When I became editor of IndustryWeek in early 2009, the United States had been suffering in the Great Recession for more than a year. American manufacturing lost nearly a million jobs in 2008. As a journalist, I was all too familiar with industries undergoing painful transformations. New technologies, layoffs, reorganizations, change at a dizzying pace. Yeah, that was familiar ground to cover.
Luckily, I attended IW’s Best Plants conference a couple months after my appointment. What I witnessed were leaders who were not pollyannish about this economic body blow but who had faith in U.S. manufacturing and its ability to compete.
Facing increasing pressure to do more with less, these leaders doubled down on lean manufacturing and other continuous improvement efforts. They were riveted by IW Best Plants’ keynote speaker John Shook, a former Toyota executive and lean researcher, who spoke on how to use A3 to improve the understanding of plant issues and address them with a firm focus on facts.

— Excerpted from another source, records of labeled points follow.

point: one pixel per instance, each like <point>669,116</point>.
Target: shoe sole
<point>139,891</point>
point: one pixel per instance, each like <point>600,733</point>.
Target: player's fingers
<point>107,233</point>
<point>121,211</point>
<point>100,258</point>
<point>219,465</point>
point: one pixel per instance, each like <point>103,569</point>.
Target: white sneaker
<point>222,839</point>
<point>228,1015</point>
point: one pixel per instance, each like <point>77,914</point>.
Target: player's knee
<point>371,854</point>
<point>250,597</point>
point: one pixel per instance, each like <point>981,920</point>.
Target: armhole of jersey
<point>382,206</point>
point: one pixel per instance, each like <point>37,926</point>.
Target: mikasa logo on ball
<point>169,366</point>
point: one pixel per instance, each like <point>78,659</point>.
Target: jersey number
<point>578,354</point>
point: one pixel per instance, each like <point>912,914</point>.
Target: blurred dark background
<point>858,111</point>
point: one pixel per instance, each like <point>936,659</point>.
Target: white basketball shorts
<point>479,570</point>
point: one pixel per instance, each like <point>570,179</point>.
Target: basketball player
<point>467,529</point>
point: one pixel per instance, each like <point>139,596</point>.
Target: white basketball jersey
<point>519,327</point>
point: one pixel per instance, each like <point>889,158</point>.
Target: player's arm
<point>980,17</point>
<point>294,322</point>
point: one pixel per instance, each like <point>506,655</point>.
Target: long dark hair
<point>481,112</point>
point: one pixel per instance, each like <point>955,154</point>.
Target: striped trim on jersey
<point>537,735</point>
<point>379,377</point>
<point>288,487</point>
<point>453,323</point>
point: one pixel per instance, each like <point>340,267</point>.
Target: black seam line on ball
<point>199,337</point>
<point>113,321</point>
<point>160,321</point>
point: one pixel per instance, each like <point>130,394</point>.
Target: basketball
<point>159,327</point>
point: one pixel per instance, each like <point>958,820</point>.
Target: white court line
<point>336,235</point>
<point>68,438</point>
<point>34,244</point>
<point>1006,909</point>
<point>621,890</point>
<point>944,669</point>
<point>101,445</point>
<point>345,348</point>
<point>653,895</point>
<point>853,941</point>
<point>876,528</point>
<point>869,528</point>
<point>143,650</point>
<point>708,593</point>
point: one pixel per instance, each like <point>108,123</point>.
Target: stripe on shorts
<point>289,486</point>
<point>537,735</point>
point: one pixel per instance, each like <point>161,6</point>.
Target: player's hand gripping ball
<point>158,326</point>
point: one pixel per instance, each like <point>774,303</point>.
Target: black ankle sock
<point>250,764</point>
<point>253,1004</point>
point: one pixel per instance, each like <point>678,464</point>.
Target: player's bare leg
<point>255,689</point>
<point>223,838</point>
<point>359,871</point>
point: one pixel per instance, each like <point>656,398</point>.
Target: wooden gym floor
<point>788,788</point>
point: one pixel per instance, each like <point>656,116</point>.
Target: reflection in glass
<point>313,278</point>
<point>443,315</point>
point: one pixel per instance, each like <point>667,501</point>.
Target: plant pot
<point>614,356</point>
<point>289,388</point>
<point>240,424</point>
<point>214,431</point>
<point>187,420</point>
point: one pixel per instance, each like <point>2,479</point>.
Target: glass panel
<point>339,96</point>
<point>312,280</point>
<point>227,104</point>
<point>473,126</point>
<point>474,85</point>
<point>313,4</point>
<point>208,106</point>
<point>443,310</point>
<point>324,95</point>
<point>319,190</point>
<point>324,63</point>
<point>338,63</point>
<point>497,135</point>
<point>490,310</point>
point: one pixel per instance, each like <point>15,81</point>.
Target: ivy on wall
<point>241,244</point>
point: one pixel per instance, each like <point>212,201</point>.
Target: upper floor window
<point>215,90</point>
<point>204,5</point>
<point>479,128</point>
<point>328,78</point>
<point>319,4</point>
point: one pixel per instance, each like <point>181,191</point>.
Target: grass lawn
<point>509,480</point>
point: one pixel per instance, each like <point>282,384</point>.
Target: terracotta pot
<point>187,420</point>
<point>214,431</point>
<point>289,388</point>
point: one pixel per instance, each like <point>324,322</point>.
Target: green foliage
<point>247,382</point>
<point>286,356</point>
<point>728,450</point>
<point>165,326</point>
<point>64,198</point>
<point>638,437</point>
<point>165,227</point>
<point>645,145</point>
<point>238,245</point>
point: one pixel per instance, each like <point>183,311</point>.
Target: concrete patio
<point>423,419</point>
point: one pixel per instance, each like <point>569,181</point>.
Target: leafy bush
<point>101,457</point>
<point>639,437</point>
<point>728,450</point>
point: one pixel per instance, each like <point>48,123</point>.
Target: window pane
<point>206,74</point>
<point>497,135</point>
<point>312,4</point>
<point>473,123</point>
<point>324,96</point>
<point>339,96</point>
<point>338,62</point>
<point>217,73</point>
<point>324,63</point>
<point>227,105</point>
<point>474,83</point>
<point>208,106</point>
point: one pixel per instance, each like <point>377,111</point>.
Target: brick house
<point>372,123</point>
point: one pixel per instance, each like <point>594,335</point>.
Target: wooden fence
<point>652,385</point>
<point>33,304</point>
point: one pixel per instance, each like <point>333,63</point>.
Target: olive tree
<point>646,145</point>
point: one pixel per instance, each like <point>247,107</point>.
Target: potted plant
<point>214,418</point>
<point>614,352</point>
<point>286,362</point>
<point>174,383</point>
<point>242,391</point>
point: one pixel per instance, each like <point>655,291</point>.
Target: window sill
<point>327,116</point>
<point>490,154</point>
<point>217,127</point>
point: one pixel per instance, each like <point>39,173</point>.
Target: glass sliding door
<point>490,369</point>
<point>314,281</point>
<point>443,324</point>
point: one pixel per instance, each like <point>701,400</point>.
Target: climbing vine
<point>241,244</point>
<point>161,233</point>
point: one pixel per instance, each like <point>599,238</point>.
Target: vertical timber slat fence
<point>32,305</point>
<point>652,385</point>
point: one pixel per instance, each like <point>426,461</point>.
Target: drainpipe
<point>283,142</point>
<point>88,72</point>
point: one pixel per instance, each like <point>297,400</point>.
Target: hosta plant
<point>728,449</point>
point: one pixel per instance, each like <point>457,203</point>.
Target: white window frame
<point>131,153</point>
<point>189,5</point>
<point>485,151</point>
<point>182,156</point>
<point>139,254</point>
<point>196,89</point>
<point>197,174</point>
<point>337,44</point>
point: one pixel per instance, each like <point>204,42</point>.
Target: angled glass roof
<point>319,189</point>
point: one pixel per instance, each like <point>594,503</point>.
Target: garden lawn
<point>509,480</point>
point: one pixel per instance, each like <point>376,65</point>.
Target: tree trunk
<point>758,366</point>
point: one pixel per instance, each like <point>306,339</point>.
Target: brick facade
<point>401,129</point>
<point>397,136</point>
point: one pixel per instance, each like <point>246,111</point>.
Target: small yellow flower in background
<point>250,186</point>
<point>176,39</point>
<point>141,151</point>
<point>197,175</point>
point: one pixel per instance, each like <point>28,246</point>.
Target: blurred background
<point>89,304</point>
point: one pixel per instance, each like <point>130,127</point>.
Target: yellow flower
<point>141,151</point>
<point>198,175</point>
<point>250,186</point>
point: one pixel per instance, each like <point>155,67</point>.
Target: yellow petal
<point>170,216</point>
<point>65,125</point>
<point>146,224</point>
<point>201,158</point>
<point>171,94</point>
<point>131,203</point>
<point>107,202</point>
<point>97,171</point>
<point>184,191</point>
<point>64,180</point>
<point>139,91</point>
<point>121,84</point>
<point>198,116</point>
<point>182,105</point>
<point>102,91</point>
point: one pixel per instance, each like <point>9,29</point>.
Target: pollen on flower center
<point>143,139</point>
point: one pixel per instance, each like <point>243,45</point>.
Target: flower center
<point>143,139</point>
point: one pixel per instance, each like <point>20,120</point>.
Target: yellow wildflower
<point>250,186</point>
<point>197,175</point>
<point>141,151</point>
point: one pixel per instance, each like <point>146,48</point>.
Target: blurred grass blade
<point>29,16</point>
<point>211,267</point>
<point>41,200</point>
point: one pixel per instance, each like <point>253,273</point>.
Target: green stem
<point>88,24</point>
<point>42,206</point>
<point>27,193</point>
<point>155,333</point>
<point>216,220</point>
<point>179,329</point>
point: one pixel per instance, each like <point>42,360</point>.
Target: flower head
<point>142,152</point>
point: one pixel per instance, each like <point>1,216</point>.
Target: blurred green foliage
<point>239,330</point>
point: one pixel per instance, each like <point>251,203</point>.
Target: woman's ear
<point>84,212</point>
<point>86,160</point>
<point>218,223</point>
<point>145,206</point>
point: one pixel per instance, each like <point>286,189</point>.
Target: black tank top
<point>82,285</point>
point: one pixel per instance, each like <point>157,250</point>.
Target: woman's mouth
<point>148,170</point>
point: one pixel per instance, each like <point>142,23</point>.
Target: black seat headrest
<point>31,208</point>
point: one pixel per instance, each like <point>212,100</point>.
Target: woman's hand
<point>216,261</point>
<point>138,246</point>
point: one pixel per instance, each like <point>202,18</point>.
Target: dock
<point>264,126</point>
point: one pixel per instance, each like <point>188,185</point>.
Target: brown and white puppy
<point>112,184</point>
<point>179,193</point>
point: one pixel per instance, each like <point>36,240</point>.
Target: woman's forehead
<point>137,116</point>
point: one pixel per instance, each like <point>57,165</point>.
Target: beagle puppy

Lean leaders such as Shook were intent on changing manufacturing culture in the U.S. They wanted companies to focus on the customer, improve processes and eliminate waste. Perhaps most importantly, they stressed the need for employees to become partners in continuous improvement, adept at coping with change.
Automation was nothing new in factories, but the digitization of manufacturing, variously known as the Industrial Internet of Things or Manufacturing 4.0, promised a revolution in how they operated. Workplaces invested in advanced machining and robotics, additive manufacturing and redesigned workflows all tied together by the pervasive use of sensors, analytics and cloud computing. Manufacturing attracted increased attention from Microsoft, Cisco, Amazon and other tech giants precisely because it was becoming high-tech itself.
The introduction of exciting technologies such as collaborative robots and 3D printers couldn’t have come at a better time, for they were weapons in the fight against an existential threat to U.S. manufacturing—its public image. By the time that IW Best Plants conference started, the industry had seen its employment drop from 17.8 million in April 1990 to just 12 million and had shuttered thousands of factories, in many cases decimating communities and families. Most millennials and their parents thought it was dumb to prepare for a factory job, no matter how smart the factory might be.
For much of my tenure at IndustryWeek, we covered the debate over whether the U.S, was undergoing a manufacturing renaissance. While your answer will depend on the yardstick you use, we can agree that both Democratic and Republican administrations have understood the value of manufacturing and worked to strengthen it. Jobs have slowly climbed back to nearly 13 million and more companies are reevaluating their supply chains, to the benefit of domestic production.
By the time I left IW in 2018, talk of manufacturing being “dead” had been silenced, but the work to make it thrive was far from over. Thankfully, millions across America have faith they can make it happen.